[9] The organization has sponsored the publication of several works on the lives of Gilbert Belnap, Adaline Knight, and Henrietta McBride and their extended family.
It was one of the first ancestral family organizations to participate in the LDS Church's name extraction program,[citation needed] in England and the United States.
[12] In 1997 as part of the sesquicentennial celebration of the Mormon Trail, the organization commemorated and dedicated a memorial marker in Ashland, Nebraska in honor of John McBride Belnap,[13] a 13-month-old child of Gilbert Belnap and Adaline Knight who died of cholera in 1850 and was buried in his father's tool chest near the Saline Ford at the confluence of Salt Creek and the Platte River along the Oxbow Trail.

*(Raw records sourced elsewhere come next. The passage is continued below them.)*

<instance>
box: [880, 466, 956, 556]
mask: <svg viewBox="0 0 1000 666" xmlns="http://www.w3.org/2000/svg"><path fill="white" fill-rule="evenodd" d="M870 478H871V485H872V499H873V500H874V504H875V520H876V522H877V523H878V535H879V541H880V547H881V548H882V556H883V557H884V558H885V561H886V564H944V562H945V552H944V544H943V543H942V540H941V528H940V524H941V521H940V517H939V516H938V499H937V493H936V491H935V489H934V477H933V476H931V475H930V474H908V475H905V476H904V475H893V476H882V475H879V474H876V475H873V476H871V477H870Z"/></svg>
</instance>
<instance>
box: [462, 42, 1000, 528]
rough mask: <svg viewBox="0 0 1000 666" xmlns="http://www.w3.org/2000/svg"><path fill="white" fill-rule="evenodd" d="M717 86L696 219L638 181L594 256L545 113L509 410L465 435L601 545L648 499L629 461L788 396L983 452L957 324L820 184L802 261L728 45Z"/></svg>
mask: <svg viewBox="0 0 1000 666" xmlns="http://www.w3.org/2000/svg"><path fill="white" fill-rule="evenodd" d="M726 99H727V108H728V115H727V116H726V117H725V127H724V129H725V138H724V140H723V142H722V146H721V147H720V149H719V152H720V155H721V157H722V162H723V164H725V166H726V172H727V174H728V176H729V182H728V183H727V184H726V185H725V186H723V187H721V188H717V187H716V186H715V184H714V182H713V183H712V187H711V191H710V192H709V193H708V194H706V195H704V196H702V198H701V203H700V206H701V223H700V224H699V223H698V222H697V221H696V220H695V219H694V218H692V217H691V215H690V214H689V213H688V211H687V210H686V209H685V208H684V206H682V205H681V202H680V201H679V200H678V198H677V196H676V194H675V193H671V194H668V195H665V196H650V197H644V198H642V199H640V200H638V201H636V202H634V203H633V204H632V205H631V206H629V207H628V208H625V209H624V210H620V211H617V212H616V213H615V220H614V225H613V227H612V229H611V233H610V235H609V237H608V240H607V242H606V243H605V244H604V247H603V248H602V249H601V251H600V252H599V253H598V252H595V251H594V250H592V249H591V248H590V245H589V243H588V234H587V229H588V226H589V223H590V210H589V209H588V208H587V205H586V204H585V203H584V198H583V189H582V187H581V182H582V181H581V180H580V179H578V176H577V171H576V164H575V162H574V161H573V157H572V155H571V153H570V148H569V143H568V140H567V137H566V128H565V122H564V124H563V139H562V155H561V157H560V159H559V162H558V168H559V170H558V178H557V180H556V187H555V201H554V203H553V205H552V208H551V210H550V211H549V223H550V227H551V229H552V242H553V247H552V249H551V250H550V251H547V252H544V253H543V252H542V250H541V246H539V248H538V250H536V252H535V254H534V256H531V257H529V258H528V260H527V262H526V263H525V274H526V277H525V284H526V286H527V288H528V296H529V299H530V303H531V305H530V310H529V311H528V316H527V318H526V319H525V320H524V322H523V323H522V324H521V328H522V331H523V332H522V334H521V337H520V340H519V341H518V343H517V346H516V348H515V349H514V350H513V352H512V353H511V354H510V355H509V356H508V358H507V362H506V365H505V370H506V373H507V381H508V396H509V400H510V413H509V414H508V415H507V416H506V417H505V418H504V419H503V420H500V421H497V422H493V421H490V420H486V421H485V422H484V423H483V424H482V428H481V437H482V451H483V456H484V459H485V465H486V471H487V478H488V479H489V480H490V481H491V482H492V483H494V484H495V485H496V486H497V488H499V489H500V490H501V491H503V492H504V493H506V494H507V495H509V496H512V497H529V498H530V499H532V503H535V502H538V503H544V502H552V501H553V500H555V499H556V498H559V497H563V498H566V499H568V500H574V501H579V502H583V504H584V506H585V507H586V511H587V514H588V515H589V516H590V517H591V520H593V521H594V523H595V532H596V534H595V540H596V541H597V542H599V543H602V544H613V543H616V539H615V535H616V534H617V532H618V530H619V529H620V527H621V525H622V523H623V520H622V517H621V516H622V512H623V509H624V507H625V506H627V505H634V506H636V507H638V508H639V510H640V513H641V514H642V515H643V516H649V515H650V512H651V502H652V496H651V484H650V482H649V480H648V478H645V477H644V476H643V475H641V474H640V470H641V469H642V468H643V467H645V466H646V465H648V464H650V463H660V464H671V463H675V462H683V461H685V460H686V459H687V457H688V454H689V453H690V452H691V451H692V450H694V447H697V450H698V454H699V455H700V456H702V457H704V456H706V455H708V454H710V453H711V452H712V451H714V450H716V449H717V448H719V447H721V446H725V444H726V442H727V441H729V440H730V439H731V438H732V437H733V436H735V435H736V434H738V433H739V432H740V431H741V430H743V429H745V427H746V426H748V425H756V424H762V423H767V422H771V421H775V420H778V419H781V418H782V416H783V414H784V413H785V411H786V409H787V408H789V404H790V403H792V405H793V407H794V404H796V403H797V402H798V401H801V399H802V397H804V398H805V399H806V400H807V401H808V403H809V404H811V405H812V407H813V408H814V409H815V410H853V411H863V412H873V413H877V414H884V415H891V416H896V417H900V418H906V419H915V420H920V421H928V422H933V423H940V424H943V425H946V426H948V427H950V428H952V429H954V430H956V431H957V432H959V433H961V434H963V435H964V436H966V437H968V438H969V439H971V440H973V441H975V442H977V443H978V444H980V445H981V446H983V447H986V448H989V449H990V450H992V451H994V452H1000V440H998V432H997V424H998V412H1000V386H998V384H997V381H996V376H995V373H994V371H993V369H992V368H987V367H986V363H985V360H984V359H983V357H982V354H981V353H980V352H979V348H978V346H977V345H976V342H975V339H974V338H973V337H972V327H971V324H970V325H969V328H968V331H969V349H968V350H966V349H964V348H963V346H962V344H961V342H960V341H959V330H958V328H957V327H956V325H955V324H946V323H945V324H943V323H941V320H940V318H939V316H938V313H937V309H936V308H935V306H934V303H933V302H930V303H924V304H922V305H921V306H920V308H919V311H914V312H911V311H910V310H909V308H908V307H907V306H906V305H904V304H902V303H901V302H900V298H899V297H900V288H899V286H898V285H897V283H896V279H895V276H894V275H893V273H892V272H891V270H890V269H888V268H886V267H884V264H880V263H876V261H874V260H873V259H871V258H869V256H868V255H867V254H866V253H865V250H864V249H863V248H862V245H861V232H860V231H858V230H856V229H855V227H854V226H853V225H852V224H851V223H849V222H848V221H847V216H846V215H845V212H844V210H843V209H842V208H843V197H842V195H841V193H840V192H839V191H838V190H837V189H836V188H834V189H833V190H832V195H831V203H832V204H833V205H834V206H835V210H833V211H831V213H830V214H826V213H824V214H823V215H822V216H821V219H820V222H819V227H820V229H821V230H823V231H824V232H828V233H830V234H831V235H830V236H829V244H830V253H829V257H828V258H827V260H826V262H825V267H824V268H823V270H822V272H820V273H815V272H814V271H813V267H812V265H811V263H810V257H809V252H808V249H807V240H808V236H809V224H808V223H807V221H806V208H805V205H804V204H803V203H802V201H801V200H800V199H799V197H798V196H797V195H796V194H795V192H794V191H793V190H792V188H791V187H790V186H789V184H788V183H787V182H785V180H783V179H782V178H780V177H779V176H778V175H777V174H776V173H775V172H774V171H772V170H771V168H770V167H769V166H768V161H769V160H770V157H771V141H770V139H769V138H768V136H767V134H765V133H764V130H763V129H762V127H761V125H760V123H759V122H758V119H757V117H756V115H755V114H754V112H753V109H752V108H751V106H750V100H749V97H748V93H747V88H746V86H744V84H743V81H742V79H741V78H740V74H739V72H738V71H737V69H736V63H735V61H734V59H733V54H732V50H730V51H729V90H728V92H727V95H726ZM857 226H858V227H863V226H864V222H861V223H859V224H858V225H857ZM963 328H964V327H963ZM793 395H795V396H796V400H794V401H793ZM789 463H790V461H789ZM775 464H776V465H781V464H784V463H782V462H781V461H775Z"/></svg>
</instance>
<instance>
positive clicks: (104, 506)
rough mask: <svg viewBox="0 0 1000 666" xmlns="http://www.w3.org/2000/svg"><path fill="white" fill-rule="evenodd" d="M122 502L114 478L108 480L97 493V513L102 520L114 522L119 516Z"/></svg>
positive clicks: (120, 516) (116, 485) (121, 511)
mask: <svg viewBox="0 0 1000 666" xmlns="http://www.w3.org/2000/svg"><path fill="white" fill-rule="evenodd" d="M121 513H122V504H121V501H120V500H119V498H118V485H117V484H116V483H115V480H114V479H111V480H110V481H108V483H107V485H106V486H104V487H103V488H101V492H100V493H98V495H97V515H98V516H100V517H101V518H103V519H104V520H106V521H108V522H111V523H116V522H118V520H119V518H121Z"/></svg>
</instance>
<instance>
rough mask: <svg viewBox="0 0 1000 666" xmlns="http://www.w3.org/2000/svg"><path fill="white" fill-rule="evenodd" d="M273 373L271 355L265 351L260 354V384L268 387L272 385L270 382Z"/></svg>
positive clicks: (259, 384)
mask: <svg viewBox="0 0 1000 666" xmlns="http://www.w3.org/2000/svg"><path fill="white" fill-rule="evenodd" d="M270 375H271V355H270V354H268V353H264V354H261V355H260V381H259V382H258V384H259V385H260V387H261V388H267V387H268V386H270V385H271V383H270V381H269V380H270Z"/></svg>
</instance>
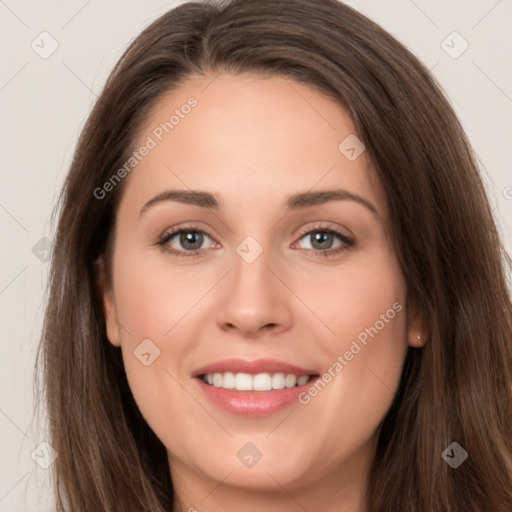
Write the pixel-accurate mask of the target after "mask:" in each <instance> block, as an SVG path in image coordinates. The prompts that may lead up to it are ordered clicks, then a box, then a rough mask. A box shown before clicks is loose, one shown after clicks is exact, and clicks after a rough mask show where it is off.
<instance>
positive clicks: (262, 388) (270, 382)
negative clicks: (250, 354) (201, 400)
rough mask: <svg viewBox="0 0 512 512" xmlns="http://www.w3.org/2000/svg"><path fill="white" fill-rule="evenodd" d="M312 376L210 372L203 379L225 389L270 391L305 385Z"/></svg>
mask: <svg viewBox="0 0 512 512" xmlns="http://www.w3.org/2000/svg"><path fill="white" fill-rule="evenodd" d="M310 379H311V377H310V376H309V375H300V376H298V377H297V375H293V374H287V375H286V374H284V373H281V372H278V373H274V374H270V373H258V374H257V375H251V374H249V373H236V374H234V373H231V372H226V373H208V374H206V375H203V381H204V382H205V383H207V384H209V385H210V386H214V387H216V388H224V389H236V390H237V391H270V390H272V389H283V388H285V387H286V388H294V387H295V386H303V385H304V384H306V383H307V382H309V380H310Z"/></svg>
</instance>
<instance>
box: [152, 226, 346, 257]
mask: <svg viewBox="0 0 512 512" xmlns="http://www.w3.org/2000/svg"><path fill="white" fill-rule="evenodd" d="M319 222H322V221H319ZM324 222H326V221H324ZM345 229H346V228H345ZM314 231H332V232H333V234H334V235H338V236H339V237H340V239H342V241H343V242H346V239H349V240H351V241H353V237H352V236H351V235H345V234H344V233H342V232H340V228H335V227H332V226H329V225H326V224H323V225H319V224H317V225H314V226H309V227H306V228H303V229H301V230H299V233H298V234H297V235H296V236H298V237H299V238H298V239H297V241H299V240H300V239H302V238H304V237H305V236H306V235H308V234H310V233H311V232H314ZM182 232H198V233H202V234H205V235H206V236H208V237H209V238H210V239H211V240H213V241H214V242H215V243H219V242H217V240H216V239H215V237H213V236H212V235H211V234H210V233H209V232H208V231H207V230H206V229H204V228H201V227H199V226H194V225H190V226H183V227H178V228H176V229H174V230H173V229H171V230H169V231H166V232H164V233H163V234H162V235H161V237H160V238H159V240H160V241H163V242H165V243H167V242H168V241H169V240H170V239H172V238H174V237H175V236H176V235H178V234H180V233H182ZM344 238H345V240H343V239H344ZM297 241H295V242H293V243H294V244H295V243H296V242H297ZM196 250H204V249H196ZM187 252H192V251H187Z"/></svg>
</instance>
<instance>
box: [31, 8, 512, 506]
mask: <svg viewBox="0 0 512 512" xmlns="http://www.w3.org/2000/svg"><path fill="white" fill-rule="evenodd" d="M198 242H199V243H198ZM189 243H191V244H192V247H190V246H187V244H189ZM304 244H306V245H304ZM504 267H505V258H504V251H503V249H502V246H501V243H500V240H499V237H498V234H497V230H496V227H495V223H494V221H493V218H492V215H491V210H490V208H489V204H488V201H487V198H486V196H485V193H484V188H483V186H482V182H481V178H480V176H479V173H478V169H477V166H476V164H475V159H474V156H473V154H472V152H471V149H470V146H469V143H468V141H467V139H466V137H465V134H464V133H463V131H462V128H461V126H460V124H459V122H458V120H457V118H456V116H455V114H454V113H453V111H452V109H451V108H450V106H449V104H448V102H447V101H446V99H445V97H444V96H443V94H442V92H441V91H440V89H439V87H438V85H437V84H436V83H435V81H434V80H433V78H432V77H431V76H430V75H429V73H428V71H427V70H426V69H425V68H424V67H423V66H422V65H421V64H420V62H419V61H418V60H417V59H416V58H415V57H414V56H412V55H411V54H410V53H409V52H408V51H407V50H406V49H405V48H404V47H403V46H402V45H401V44H399V43H398V42H397V41H396V40H395V39H393V38H392V37H391V36H390V35H389V34H387V33H386V32H384V31H383V30H382V29H381V28H380V27H378V26H377V25H375V24H374V23H373V22H371V21H370V20H368V19H367V18H365V17H364V16H362V15H361V14H359V13H357V12H355V11H354V10H352V9H351V8H349V7H347V6H345V5H343V4H341V3H339V2H337V1H335V0H315V1H306V0H279V1H270V0H268V1H267V0H245V1H240V0H234V1H227V2H223V3H217V4H214V3H211V2H210V3H188V4H184V5H181V6H179V7H177V8H175V9H173V10H171V11H169V12H168V13H166V14H164V15H163V16H161V17H160V18H159V19H158V20H157V21H156V22H154V23H153V24H152V25H151V26H149V27H148V28H147V29H146V30H144V32H143V33H142V34H141V35H140V36H139V37H138V38H137V39H136V40H135V41H134V42H133V43H132V44H131V46H130V48H129V49H128V50H127V51H126V53H125V54H124V56H123V57H122V58H121V60H120V62H119V63H118V64H117V66H116V67H115V69H114V71H113V72H112V74H111V76H110V78H109V80H108V82H107V84H106V86H105V88H104V91H103V92H102V94H101V96H100V98H99V100H98V102H97V104H96V106H95V107H94V109H93V112H92V113H91V115H90V117H89V120H88V122H87V124H86V126H85V128H84V130H83V133H82V135H81V137H80V140H79V143H78V147H77V149H76V153H75V158H74V160H73V164H72V167H71V169H70V172H69V175H68V177H67V180H66V183H65V187H64V190H63V193H62V198H61V210H60V219H59V225H58V231H57V237H56V245H55V250H54V255H53V260H52V273H51V281H50V296H49V304H48V308H47V313H46V319H45V326H44V333H43V337H42V342H41V353H40V355H41V371H42V372H43V376H44V379H45V391H46V404H47V408H48V412H49V419H50V426H51V432H52V438H51V444H52V446H53V448H54V449H55V450H56V451H57V452H58V454H59V457H58V459H57V461H56V462H55V465H54V467H55V475H56V489H57V492H58V507H59V509H60V510H72V511H82V510H83V511H85V510H87V511H90V510H105V511H117V510H123V511H125V510H151V511H164V510H173V511H182V510H189V511H191V510H208V511H217V510H220V509H221V508H222V509H223V510H240V509H242V510H244V511H253V510H254V511H256V510H262V509H267V510H270V511H274V510H280V511H283V510H284V511H292V510H309V511H312V510H324V511H330V510H333V511H334V510H336V511H343V512H348V511H350V512H373V511H376V512H377V511H378V512H395V511H399V510H407V511H415V512H425V511H429V512H430V511H436V512H437V511H439V512H441V511H442V512H446V511H457V512H458V511H460V512H462V511H464V512H467V511H475V512H476V511H479V512H483V511H489V510H492V511H502V512H505V511H510V510H512V431H511V427H510V425H511V424H512V385H511V375H512V348H511V346H512V345H511V343H512V308H511V304H510V299H509V296H508V291H507V286H506V279H505V268H504Z"/></svg>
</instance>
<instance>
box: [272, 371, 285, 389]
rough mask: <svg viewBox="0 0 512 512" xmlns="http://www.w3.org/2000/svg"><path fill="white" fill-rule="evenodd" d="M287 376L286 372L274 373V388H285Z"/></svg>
mask: <svg viewBox="0 0 512 512" xmlns="http://www.w3.org/2000/svg"><path fill="white" fill-rule="evenodd" d="M285 377H286V375H285V374H284V373H274V375H272V389H283V388H284V379H285Z"/></svg>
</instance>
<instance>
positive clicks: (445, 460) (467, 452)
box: [441, 441, 468, 469]
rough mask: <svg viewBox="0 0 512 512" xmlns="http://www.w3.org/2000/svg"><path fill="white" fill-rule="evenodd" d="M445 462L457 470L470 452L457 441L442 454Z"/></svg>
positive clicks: (466, 458) (453, 468)
mask: <svg viewBox="0 0 512 512" xmlns="http://www.w3.org/2000/svg"><path fill="white" fill-rule="evenodd" d="M441 457H442V458H443V459H444V461H445V462H446V463H447V464H449V465H450V466H451V467H452V468H453V469H457V468H458V467H459V466H460V465H461V464H462V463H463V462H464V461H465V460H466V459H467V458H468V452H467V451H466V450H464V448H462V446H461V445H460V444H459V443H456V442H455V441H454V442H453V443H452V444H450V445H449V446H448V448H446V450H445V451H444V452H443V453H442V454H441Z"/></svg>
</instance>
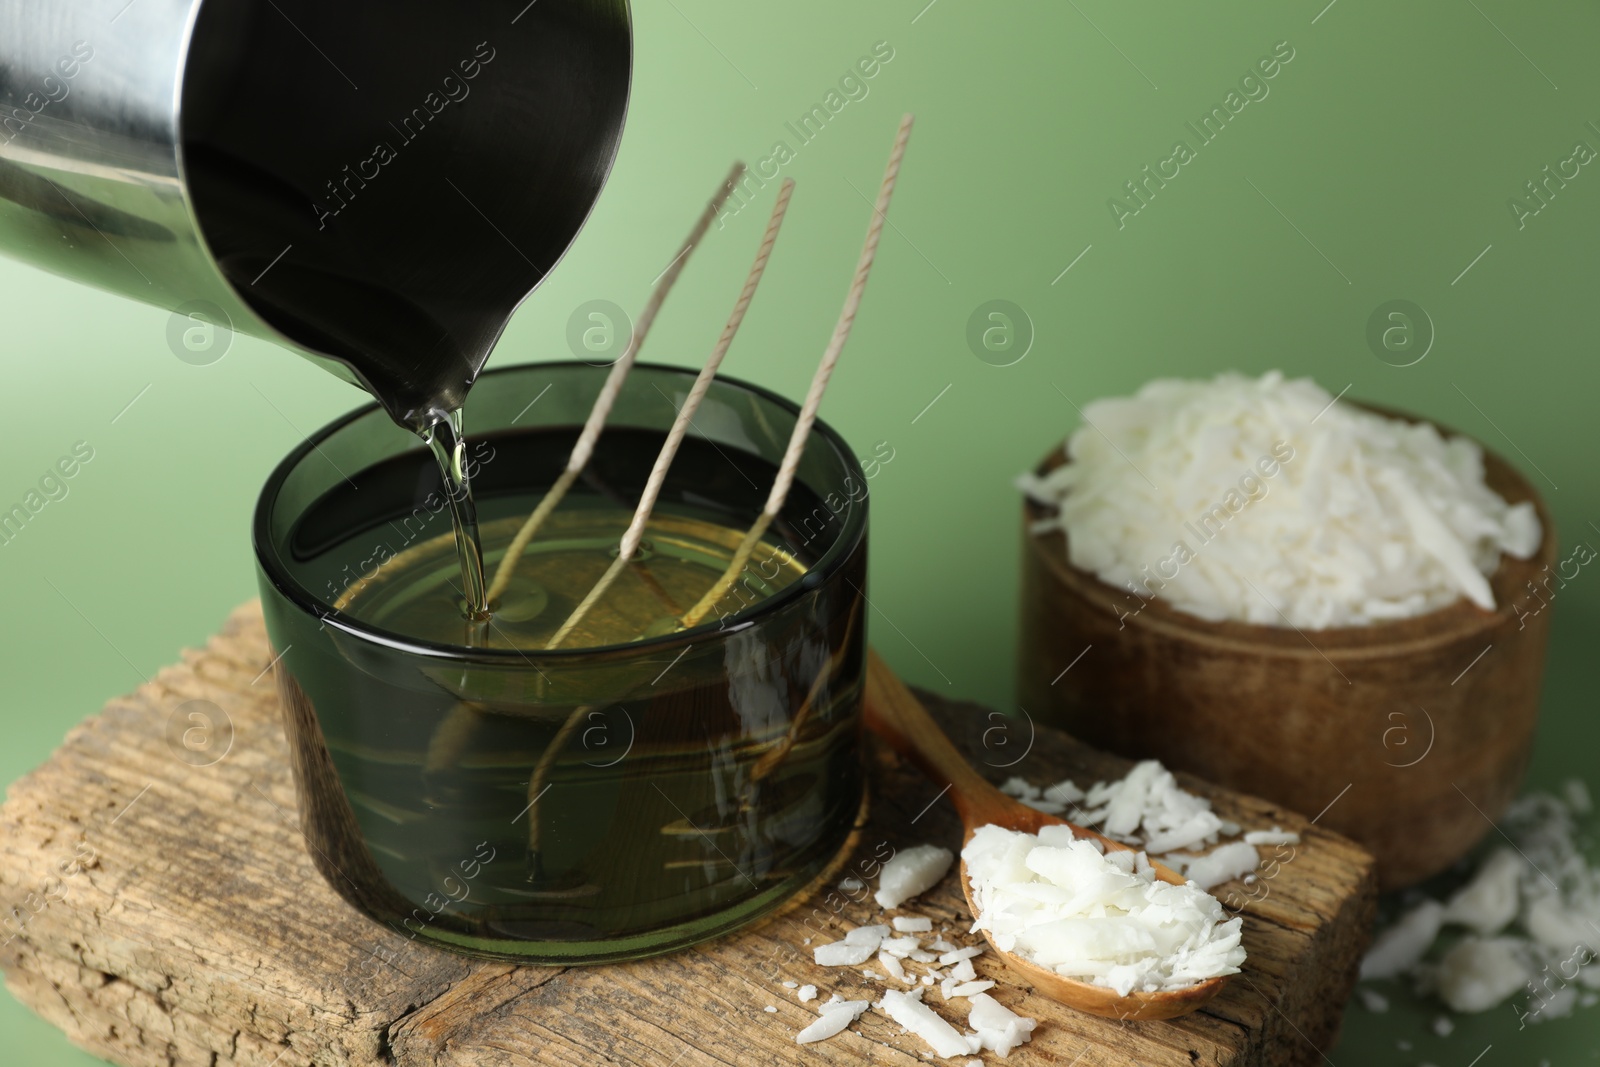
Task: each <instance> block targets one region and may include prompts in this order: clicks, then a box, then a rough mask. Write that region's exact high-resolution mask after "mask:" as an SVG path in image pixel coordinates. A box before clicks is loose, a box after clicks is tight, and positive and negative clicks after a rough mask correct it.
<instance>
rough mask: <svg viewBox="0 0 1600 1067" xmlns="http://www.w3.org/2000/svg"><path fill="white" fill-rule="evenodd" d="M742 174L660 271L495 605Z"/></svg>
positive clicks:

[17] In addition to supporting ongoing family history research, artifact preservation, and LDS temple ordinance work, the organization makes available primary and secondary source documentation, through various web sites, on notable family members, including Sir Robert Belknap, Chief Justice of the Common Pleas of England from 1374 to 1388, Vinson Knight, early leader in The Church of Jesus Christ of Latter-day Saints, and Martha McBride Knight Smith Kimball, documented plural wife of Joseph Smith, Jr. and later Heber C. Kimball.
Under the auspices of the organization, descendants of Gilbert Belnap, Adaline Knight, and Henrietta McBride and other Belnap/Belknap relatives have met at least 48 times, starting with the first family reunion in 1904 in Hooper, Utah.